Introduction: Selection of patients based on treatment-related targets has been especially important for endovascular therapy. Recently presented trial evidence has demonstrated that cases with an eligible arterial occlusion and a target PWI-DWI mismatch were able to successfully receive treatment beyond the 6 hour window.
Method: The LESION Study is a prospective cohort study of the baseline MR imaging (<24 hrs from onset and prior to treatment) of 1,092 consecutive ischemic stroke presentations with admission NIHSS ≥4. Multiple therapeutic targets were assessed. Endovascular intervention target was defined as the presence of ischemia on MRA in the ICA or MCA-M1 arterial branches. Presence of PWI-DWI mismatch was qualitatively determined by vascular neurologists. Multivariate logistic regression was used to test for association of time from onset with presence of an endovascular target, while examining the roles of presentation and imaging characteristics.

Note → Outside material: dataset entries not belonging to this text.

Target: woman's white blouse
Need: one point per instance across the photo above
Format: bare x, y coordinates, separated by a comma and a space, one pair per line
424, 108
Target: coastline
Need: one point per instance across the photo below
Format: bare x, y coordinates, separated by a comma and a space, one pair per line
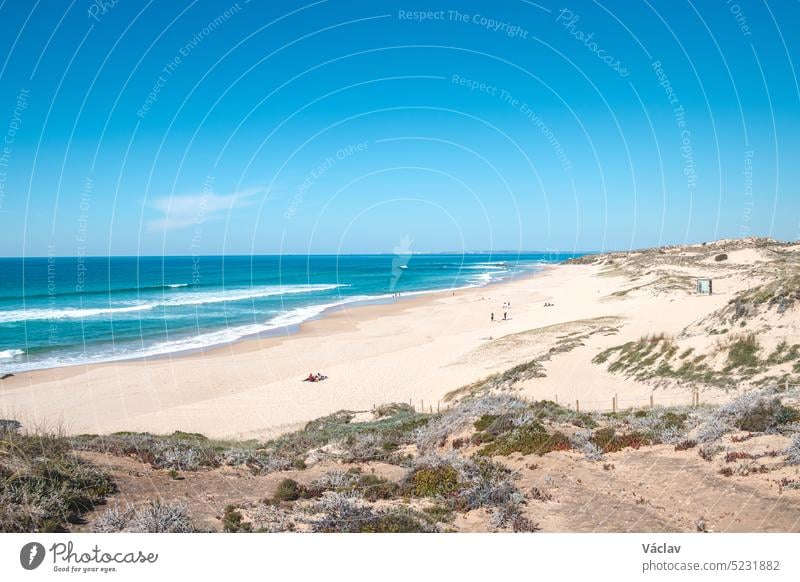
415, 350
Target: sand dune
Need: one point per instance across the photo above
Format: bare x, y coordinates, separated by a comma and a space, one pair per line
420, 349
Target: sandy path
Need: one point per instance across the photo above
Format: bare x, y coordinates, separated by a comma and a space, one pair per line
414, 350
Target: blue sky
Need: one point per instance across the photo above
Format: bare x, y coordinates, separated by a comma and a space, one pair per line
326, 127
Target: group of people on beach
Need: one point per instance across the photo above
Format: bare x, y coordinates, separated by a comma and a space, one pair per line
506, 307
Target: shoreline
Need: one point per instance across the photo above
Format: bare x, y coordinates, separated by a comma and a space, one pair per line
32, 387
291, 329
416, 350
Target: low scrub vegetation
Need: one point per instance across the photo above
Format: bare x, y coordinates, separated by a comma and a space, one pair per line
155, 517
44, 487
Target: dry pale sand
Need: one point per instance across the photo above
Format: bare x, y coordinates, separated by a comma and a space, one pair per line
416, 350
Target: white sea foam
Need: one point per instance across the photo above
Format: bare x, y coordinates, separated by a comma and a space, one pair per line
184, 299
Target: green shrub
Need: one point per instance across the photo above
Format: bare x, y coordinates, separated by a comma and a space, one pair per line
743, 352
484, 422
436, 481
610, 442
289, 490
529, 439
44, 486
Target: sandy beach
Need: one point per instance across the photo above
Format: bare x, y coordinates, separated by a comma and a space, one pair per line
416, 350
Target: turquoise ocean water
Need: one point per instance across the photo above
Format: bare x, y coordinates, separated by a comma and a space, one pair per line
67, 310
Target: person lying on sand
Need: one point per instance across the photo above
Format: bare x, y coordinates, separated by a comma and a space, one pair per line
315, 377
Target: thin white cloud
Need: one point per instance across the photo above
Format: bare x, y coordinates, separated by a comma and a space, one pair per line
193, 209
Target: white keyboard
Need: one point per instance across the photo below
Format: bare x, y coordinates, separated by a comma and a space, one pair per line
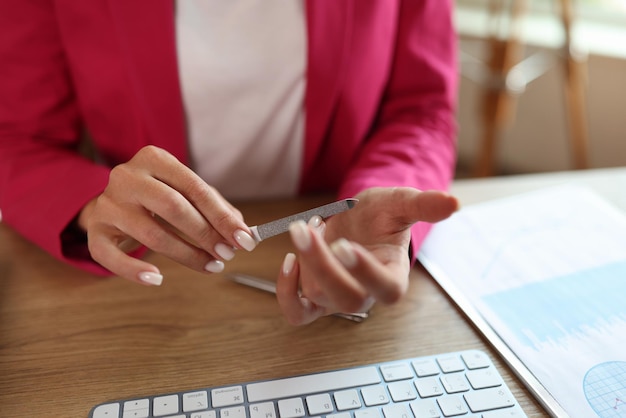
447, 385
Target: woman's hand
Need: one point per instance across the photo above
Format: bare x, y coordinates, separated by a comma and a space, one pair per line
156, 201
356, 257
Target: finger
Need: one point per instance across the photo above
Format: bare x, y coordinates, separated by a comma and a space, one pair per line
384, 282
150, 233
427, 206
210, 204
110, 256
334, 286
297, 309
173, 209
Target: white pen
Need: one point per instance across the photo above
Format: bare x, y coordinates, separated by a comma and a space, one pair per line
270, 286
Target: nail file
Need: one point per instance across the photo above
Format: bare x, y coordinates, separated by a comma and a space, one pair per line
270, 229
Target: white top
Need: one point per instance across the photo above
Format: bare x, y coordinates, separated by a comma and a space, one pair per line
242, 72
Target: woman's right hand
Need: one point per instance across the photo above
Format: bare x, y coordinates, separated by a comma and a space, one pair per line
156, 201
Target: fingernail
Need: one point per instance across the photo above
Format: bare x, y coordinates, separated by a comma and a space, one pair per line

Results: Probability of an endovascular target decreases over the first 24 hours (OR=0.96; p=0.004). However, stratification or adjustment for a PWI-DWI mismatch signal and/or admission NIHSS confounds the effect of occlusion target over time. Stratification by mismatch demonstrates a consistently higher proportion of endovascular target presence in those with a concurrent target mismatch. For cases with a target mismatch, presentation within the 6 hour window is associated with just a 17% greater likelihood of endovascular target relative to those beyond 6 hours (OR=1.17; p > 0.05). In multivariate modeling: NIHSS, mismatch, and sex were all identified as independent risk factors for presence of an endovascular target (all p < 0.01), while time was not significantly associated with target presence.

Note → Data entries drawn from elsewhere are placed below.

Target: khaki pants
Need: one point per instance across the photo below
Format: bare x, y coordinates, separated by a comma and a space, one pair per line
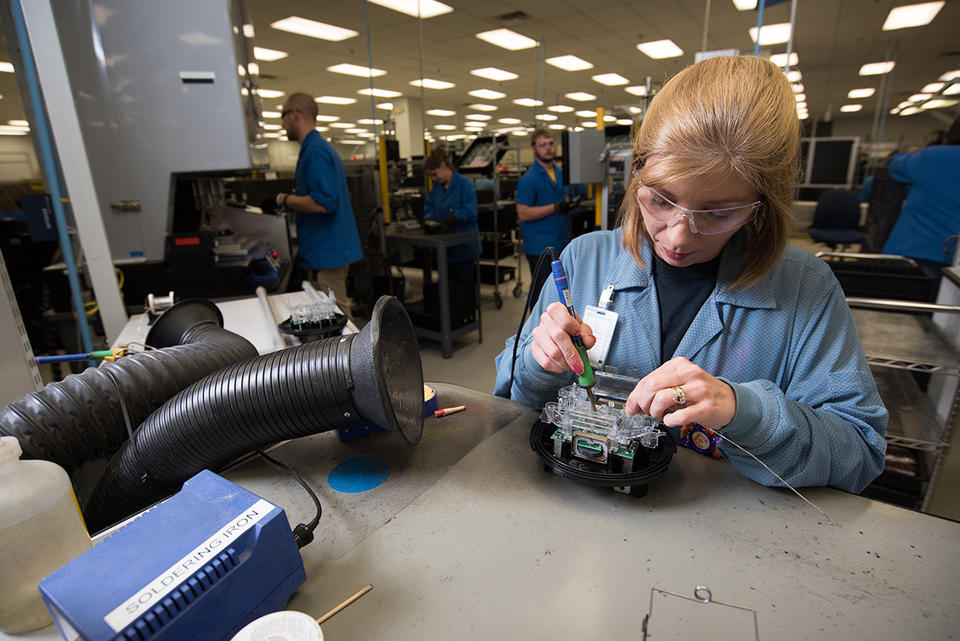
334, 278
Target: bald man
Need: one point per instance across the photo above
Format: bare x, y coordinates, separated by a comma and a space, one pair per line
326, 229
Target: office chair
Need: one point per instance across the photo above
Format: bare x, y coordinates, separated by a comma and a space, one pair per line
836, 219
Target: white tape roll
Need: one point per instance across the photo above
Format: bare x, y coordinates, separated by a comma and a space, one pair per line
286, 625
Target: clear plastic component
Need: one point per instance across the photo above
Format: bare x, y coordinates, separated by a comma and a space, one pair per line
314, 314
573, 412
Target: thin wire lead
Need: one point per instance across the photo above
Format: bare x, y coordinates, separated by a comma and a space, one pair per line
779, 478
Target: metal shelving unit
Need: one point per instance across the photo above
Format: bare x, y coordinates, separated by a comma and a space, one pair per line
897, 341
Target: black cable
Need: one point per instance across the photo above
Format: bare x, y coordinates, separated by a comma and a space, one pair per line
303, 533
527, 307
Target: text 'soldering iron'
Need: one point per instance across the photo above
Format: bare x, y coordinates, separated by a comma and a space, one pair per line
586, 379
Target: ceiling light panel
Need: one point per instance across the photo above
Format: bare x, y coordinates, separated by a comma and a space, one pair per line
416, 8
569, 63
313, 29
507, 39
659, 49
335, 100
771, 34
268, 55
876, 68
610, 79
487, 94
912, 15
360, 71
492, 73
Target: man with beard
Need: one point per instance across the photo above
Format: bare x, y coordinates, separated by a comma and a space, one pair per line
543, 207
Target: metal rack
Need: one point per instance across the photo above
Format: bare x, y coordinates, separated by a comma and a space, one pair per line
896, 341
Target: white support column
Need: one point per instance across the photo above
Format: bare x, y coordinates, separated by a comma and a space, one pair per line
65, 126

Discussion: While the presence of an arterial occlusion in territories relevant to endovascular intervention appear to be related to time from onset, stratified and adjusted analyses show that this relationship is not maintained when limited to cases with and without a target mismatch identified. This finding has clinical and methodological implications for selection of patients for intervention at varying time intervals.